Dom André Louf, ocso is abbot emeritus of the abbey of Mont des Cats in France and author of several books, including Teach us to Pray, The Cistercian Way and Grace can do more. He is now a hermit and translates Syrian texts. He was responsible for the French translation of the second series of St Isaac’s homilies.

Our information concerning the life of Simeon comes from two Syrian chroniclers who lived several centuries later: Bar Hebraeus (+1286) and Abdisho Bar Brika (+1318). From these we learn that he had been a doctor before becoming a monk, that he lived during the episcopacy of Catholicus Henanisho (685-699), and that he wrote works on medicine, on monastic life and on the mystery of the cell. From these works we can also gather that he lived in the southeast of what is now Iraq, a region that at that time was undergoing a monastic growth and which was home to well known spiritual writers such as Dadisho Qatraya and Isaac of Nineveh. The latter was somewhat older than Simeon.

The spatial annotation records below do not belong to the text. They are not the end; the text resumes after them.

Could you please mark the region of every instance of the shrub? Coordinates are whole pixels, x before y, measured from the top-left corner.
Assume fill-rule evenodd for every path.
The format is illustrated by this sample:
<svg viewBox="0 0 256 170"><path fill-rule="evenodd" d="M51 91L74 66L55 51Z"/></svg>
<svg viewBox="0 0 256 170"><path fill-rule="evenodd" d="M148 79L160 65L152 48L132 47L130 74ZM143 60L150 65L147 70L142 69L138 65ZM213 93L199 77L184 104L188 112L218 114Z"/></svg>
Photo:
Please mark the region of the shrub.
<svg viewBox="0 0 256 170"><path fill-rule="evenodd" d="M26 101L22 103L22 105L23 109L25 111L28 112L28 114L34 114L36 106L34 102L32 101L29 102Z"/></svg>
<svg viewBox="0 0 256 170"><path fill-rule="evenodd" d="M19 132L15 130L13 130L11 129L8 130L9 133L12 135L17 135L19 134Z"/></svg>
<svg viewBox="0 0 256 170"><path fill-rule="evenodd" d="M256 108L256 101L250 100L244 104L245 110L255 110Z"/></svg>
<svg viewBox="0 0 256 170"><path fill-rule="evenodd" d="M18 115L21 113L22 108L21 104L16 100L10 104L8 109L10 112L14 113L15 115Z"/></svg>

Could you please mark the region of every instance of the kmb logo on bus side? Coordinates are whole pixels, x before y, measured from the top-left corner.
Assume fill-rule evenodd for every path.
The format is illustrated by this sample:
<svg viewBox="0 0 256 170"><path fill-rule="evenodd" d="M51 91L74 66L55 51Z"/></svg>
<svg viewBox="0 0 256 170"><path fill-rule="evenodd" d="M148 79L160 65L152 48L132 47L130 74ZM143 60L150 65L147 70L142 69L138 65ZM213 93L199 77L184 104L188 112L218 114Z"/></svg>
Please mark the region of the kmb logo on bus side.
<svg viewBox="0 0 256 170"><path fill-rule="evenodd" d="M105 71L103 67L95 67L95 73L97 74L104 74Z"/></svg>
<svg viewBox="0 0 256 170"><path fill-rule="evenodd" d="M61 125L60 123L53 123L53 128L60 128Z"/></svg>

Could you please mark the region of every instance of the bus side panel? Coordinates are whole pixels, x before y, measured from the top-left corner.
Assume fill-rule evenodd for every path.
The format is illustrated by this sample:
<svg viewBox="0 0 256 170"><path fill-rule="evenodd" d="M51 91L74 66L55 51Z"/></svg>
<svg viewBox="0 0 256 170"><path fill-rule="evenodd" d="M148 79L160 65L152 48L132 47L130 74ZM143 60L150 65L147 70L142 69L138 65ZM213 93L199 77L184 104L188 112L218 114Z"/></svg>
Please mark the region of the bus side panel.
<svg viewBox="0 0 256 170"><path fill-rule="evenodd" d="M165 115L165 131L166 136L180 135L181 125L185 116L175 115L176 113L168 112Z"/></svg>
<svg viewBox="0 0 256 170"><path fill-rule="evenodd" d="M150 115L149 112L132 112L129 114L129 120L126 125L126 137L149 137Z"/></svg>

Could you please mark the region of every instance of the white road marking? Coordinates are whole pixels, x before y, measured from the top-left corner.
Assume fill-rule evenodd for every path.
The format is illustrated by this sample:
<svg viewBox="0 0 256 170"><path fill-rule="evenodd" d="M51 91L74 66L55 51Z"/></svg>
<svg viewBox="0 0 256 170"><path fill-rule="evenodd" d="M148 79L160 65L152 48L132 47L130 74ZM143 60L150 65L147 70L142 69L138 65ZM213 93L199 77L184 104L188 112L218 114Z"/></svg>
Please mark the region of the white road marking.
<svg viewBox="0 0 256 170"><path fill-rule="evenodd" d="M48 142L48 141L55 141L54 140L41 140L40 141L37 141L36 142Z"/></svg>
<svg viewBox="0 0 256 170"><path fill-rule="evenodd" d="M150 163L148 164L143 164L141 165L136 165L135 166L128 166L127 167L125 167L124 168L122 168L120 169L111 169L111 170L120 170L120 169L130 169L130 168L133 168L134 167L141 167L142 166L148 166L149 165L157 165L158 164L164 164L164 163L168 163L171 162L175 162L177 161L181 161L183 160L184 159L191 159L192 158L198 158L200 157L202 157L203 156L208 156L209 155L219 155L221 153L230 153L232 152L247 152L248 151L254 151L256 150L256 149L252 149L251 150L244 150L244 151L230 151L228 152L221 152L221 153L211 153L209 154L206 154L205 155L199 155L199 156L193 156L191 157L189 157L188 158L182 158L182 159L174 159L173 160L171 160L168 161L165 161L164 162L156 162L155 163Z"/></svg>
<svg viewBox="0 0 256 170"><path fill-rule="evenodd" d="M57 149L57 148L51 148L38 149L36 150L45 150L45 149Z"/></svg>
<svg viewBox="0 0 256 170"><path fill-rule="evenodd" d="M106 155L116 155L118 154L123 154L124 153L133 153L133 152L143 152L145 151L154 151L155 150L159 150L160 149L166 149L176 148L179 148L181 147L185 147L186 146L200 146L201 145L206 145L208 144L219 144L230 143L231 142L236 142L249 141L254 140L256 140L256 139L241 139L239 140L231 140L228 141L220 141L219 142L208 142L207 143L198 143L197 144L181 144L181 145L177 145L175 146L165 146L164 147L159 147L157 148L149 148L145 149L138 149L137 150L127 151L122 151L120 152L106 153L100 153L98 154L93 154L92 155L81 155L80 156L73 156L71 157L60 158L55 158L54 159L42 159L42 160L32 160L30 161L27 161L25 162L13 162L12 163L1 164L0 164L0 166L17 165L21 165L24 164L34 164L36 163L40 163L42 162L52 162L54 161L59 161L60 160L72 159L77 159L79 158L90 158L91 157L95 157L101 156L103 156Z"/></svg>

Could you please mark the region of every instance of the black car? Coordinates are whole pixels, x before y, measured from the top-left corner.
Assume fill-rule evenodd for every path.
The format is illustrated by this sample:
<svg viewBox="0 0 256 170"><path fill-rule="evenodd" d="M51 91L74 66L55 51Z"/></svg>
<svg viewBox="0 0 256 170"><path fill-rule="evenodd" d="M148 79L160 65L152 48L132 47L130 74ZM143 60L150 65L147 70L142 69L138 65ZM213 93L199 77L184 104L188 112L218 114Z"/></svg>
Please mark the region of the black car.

The designation “of Taibouthèh” refers not to a place, but means “of grace” and refers to one of his writings. Many manuscripts contain such a “Book of Grace” which had previously been ascribed to Isaac of Nineveh, but which recent critical scholarship believes to originate with Simeon. Simeon also refers to the crucial role of grace in his other works and is particularly concerned with the relationship between asceticism and grace.